California voters approved Prop 1A in 2008 to partly fund the nation's first-ever High-Speed Rail, a Japan-style bullet train that would travel up to 220 mph in urban areas and 180 mph in rural areas between Los Angeles and San Francisco in about two and a half hours.
A story that we posted about Gov. Jerry Brown's endorsement Wednesday of a bill aimed at providing the first phase of funding for the $68 billion project elicited some pointed and passionate comments from readers. Two of them—a comment and a counter-comment—are worth repeating, not least because they articulately echo the arguments for and against this inordinately delayed and extraordinarily expensive project that some see as an environmental and infrastructural blessing that is long overdue, but others view as an outrageous transportation boondoggle.

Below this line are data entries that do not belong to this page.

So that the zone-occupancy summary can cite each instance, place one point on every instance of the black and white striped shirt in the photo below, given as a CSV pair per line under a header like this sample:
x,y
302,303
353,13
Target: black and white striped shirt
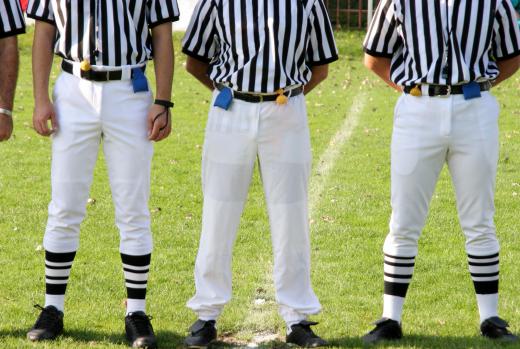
x,y
260,45
109,33
11,18
415,35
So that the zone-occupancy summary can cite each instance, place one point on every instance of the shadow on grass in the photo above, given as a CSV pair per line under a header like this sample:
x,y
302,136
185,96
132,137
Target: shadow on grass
x,y
166,339
417,341
278,344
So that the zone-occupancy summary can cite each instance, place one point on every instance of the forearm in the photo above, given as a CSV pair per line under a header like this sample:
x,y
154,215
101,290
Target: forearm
x,y
8,71
319,74
199,70
42,52
163,60
381,67
507,69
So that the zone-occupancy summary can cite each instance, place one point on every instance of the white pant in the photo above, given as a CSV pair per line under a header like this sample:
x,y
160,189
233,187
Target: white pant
x,y
279,137
431,131
87,113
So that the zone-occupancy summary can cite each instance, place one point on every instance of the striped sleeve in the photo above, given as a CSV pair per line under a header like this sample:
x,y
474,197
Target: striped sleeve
x,y
199,41
506,43
321,48
41,10
382,39
11,18
161,11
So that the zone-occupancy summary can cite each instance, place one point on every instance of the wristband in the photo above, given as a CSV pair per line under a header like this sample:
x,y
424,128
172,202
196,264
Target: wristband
x,y
164,103
6,112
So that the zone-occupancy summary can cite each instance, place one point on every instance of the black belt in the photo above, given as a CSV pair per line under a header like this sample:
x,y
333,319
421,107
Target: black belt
x,y
257,98
93,75
446,90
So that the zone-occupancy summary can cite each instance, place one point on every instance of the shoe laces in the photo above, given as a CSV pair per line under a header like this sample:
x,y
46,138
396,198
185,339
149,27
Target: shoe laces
x,y
141,324
308,330
48,317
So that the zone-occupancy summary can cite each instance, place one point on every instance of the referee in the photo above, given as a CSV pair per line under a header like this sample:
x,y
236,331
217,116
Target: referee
x,y
102,95
445,56
11,24
259,58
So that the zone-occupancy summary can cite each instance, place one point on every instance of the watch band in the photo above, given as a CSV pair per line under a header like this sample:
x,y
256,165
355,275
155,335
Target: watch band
x,y
6,112
164,103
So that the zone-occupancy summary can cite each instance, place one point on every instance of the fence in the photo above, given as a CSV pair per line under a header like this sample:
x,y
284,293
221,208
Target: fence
x,y
350,14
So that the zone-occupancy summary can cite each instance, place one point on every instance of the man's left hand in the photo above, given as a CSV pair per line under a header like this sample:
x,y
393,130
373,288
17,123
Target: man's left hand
x,y
159,123
6,127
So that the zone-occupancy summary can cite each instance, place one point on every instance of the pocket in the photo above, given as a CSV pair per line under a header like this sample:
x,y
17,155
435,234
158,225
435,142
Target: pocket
x,y
398,104
62,88
404,148
487,114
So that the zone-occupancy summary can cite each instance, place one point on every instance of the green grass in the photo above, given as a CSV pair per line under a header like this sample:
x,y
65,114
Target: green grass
x,y
349,225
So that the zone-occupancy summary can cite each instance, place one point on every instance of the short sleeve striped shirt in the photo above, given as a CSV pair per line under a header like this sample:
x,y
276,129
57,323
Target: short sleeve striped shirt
x,y
11,18
260,45
108,33
444,42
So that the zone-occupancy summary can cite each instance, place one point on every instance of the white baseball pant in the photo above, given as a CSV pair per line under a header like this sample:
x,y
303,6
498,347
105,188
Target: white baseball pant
x,y
279,137
431,131
88,112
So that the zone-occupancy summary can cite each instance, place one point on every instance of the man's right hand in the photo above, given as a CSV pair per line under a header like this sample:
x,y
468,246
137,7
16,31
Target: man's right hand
x,y
6,127
43,112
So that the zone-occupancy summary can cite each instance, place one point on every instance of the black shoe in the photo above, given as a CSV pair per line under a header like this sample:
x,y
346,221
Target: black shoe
x,y
386,330
496,328
302,335
202,333
49,324
139,330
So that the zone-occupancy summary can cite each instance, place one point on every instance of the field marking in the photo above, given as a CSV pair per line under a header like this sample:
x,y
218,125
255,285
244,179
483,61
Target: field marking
x,y
261,308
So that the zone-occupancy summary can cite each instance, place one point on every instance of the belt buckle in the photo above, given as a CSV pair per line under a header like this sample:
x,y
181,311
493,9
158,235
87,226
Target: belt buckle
x,y
448,92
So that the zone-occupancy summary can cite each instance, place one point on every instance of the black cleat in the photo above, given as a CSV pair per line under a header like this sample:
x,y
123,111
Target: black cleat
x,y
139,330
202,333
49,324
302,335
496,328
386,330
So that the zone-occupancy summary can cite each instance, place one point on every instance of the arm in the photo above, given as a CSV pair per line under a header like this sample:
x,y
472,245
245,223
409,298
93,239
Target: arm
x,y
159,123
199,70
507,68
9,74
44,35
319,74
381,67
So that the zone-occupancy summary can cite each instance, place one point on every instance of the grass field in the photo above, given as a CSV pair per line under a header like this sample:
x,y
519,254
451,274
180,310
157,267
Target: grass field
x,y
350,117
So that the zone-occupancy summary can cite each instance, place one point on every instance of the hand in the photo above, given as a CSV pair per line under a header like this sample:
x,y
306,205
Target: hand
x,y
159,123
6,127
43,112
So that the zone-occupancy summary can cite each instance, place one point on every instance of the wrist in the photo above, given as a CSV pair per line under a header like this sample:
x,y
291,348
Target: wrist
x,y
6,112
164,103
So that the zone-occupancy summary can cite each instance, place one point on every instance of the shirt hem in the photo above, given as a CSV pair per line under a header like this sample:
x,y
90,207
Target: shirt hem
x,y
511,55
196,56
12,33
376,53
162,21
39,18
324,61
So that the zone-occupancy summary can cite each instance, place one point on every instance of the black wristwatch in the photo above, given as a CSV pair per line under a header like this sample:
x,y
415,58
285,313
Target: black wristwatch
x,y
164,103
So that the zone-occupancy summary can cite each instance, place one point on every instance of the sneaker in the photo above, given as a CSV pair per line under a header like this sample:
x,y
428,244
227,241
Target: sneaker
x,y
386,330
302,335
49,324
496,328
202,333
139,330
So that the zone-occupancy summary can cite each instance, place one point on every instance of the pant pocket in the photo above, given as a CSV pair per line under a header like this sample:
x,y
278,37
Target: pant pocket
x,y
404,149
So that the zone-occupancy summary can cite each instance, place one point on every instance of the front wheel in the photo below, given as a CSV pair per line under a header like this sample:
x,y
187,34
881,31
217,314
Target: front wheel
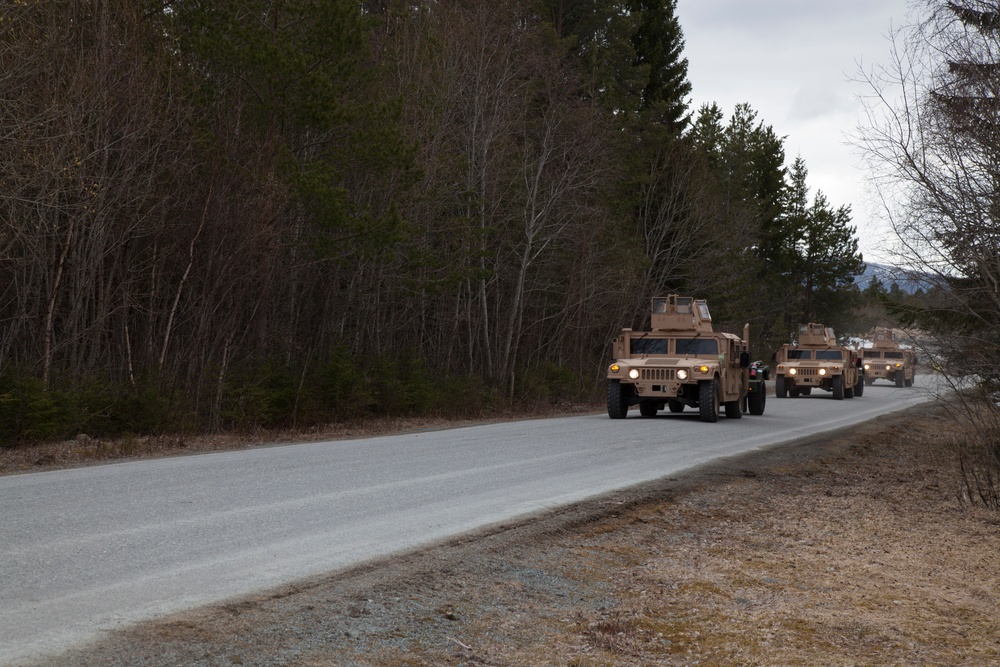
x,y
617,400
708,400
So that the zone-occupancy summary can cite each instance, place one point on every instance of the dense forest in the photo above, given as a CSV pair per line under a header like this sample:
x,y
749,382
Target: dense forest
x,y
256,213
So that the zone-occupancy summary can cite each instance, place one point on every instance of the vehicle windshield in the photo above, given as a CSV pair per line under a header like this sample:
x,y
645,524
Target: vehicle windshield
x,y
649,346
697,346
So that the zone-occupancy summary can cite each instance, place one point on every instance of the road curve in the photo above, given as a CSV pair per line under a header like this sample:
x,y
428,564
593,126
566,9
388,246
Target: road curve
x,y
88,550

Commentator Bob G had this to say about Gov. Brown's pet project:
If the money could be spent on conventional rail projects rather than one that is comparable to a "high-speed bridge to nowhere", it would be better spent!
Conventional rail is an important transportation alternative (both freight and passenger) that gets minimal funding.
Who is going to travel to Bakersfield or Madera to get from LA to San Francisco? No one I know. Are there a bunch of people wanting to travel between Bakersfield and Madera at any speed - I think not.
I do support high speed rail. But this approach is ludicrous.
Commentator John had this response to the project's critics:
You voted for it. The funds are coming from a bond issue. If you want roads, schools and firemen with 80 percent pensions, vote for them.
Let's face it, we can burn 40 pounds of fuel apiece each week to drive alone in a 3000 pound steel box, but only for the next 50 years or so. This train will be built, whether in the next 20 years or 50 years. Might as well get started.